While Katello proxy installs do have apache, and that’s probably a big percentage of external proxies, it’s still nicer if it just works for everyone. However, there are some limitations here. First, to be able to use this we have to wait until CentOS 7.6 at least, since grub2 won’t grab grub.cfg from the HTTP server in earlier versions. Fedora has the latest bits.

Also worth noting, it can’t handle relative paths. If you say linuxefi boot/vmlinuz, it doesn’t work. You need to say /full/path/to/boot/vmlinuz. I filed https://bugzilla.redhat.com/show_bug.cgi?id=1616395 for this one.

Also, it explicitly expects to load modules from a fixed path on the HTTP server (/EFI). We might want to file a separate bug for that? Especially if the smart proxy plugin would have things at something like /httpboot/EFI.


#9

Do you know if vmware can do UEFI HTTP boot? It’s relatively new.


#10

Great, for testing we can grab grub2 binary from Fedora! Do we need Rawhide or latest stable is just fine you think?

Damn, we’d need to change our templates. I was hoping to re-use existing grub2 templates.

Yeah let’s do that. But we can simply map the endpoint to /EFI that sounds unique enough. Maybe it’s in UEFI spec and that’s something we can’t change. Templates plugin does map to /unattended as well, no big deal.


#11

New version is up, it uses new feature called HTTPBoot, make sure to pick it. If it’s not picked, it falls back to Foreman unattended_url setting. Smart proxy with enabled “httpboot” module is required. I haven’t tested this end-to-and yet.

Foreman core part:

https://github.com/theforeman/foreman/pull/5950

Smart proxy part:

https://github.com/theforeman/smart-proxy/pull/605


#12

I’ve been able to get a full end-to-end test of this, this is awesome, thanks Lukas! Here’s how I got it working:

Libvirt

If you’re not testing on hardware, a great way to test this is using UEFI firmware on a QEMU vm. There’s a package called edk2-ovmf you can use. On Fedora, it’s got the latest and greatest. If you are on CentOS 7 or want to use the latest nightlies, you can get them from this fedora documentation. They don’t seem to have TLS support, which means you can’t enroll a TLS certificate to make HTTPS boot work. The Fedora 28 firmware does seem to support this.

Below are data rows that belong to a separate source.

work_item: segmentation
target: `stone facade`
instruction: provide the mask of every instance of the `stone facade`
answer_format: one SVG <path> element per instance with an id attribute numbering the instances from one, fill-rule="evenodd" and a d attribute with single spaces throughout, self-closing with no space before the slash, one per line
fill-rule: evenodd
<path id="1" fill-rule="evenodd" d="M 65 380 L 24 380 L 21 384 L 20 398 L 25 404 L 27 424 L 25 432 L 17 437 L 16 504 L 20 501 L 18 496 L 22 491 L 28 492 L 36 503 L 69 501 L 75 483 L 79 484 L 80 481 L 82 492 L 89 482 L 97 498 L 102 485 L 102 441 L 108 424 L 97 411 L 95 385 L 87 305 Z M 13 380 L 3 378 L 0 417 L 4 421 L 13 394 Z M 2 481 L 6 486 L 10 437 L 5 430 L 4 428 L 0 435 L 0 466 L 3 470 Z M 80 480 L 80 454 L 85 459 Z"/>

On CentOS 7 only (Fedora already knows the paths), after installing the firmware package, you’ll also need to configure the nvram setting ini /etc/libvirt/qemu.conf:

nvram = [
  "/usr/share/edk2.git/ovmf-x64/OVMF_CODE-pure-efi.fd:/usr/share/edk2.git/ovmf-x64/OVMF_VARS-pure-efi.fd"
]

Once you do that, you can create an UEFI vm, by selecting the UEFI x86_64 firmware:

Foreman

You’ll need Lukas’ two PR’s above.

Configure the smart-proxy with the httpboot plugin, setting the directory to /var/lib/tftpboot. You’ll need a symlink for the boot directory:

ln -s /var/lib/tftpboot/boot /var/lib/tftpboot/grub2/boot

There’s an installer PR for this:

https://github.com/theforeman/puppet-foreman_proxy/pull/449

Once you’ve got that setup, create a Foreman host, and set the PXE loader to Grub2 UEFI HTTP. Power on the VM. Note: you’ll need to create the VM manually, as foreman automatically creates libvirt VM’s with BIOS.

grub2

Unfortunately the fully working grub2 won’t be in until Fedora 29 or CentOS 7.6 (at the earliest). But, you can build your own.

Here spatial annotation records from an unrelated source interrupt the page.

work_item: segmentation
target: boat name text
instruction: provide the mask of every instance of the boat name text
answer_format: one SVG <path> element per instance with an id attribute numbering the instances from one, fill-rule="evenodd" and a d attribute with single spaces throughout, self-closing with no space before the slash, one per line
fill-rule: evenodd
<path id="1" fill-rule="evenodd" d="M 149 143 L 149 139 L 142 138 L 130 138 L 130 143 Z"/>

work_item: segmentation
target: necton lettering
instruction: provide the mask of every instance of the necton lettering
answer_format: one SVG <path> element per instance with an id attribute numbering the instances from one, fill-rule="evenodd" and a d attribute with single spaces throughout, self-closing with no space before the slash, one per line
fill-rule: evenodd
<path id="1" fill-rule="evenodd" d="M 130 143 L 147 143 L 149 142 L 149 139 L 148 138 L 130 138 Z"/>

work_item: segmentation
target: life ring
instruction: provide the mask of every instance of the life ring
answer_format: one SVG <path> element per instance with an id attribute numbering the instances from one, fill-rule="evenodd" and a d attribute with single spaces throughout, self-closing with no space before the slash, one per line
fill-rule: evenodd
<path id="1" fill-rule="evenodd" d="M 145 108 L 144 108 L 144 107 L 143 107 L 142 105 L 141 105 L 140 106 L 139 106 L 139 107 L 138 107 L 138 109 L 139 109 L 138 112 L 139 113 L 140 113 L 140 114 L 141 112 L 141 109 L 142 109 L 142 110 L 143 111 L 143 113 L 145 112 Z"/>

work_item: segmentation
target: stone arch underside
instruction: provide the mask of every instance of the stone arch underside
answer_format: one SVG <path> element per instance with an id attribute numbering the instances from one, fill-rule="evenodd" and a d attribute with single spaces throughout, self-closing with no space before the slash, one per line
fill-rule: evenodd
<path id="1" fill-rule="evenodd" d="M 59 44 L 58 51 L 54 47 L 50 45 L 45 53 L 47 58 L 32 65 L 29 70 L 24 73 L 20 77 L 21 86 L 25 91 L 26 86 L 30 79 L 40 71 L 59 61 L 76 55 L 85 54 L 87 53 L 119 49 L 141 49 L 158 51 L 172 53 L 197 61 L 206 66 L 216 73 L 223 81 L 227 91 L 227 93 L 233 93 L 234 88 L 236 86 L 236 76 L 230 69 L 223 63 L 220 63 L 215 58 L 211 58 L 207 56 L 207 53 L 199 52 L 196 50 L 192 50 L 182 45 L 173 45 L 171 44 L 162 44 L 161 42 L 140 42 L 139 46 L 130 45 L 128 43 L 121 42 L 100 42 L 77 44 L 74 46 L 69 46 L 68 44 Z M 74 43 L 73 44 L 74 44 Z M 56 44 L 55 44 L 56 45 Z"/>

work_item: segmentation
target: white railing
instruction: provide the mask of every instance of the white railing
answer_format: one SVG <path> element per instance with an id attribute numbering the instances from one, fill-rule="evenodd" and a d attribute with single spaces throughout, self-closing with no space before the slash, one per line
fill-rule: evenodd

Checkout https://github.com/rhboot/grub2/pull/29, and let’s build it:

$ mkdir /tmp/grub
$ ./autogen.sh
$ ./configure --with-platform=efi --target=x86_64 --disable-werror --prefix=/tmp/grub
$ make && make install
$ /tmp/grub/bin/grub-mkimage -O x86_64-efi -o grubx64.efi -p /EFI/centos -d /tmp/grub/lib/grub/x86_64-efi all_video boot btrfs cat chain configfile echo efifwsetup efinet ext2 fat font gfxmenu gfxterm gzio halt hfsplus iso9660 jpeg loadenv lvm mdraid09 mdraid1x minicmd normal part_apple part_msdos part_gpt password_pbkdf2 png reboot search search_fs_uuid search_fs_file search_label sleep syslinuxcfg test tftp regexp video xfs linuxefi multiboot2 multiboot

Put the resulting grubx64.efi into your /var/lib/tftpboot/grub2 directory.


Serve TFTP files via a router
#13

Thank you so much testing this, writing the two patches was actually less work than testing this out I believe! Kudos.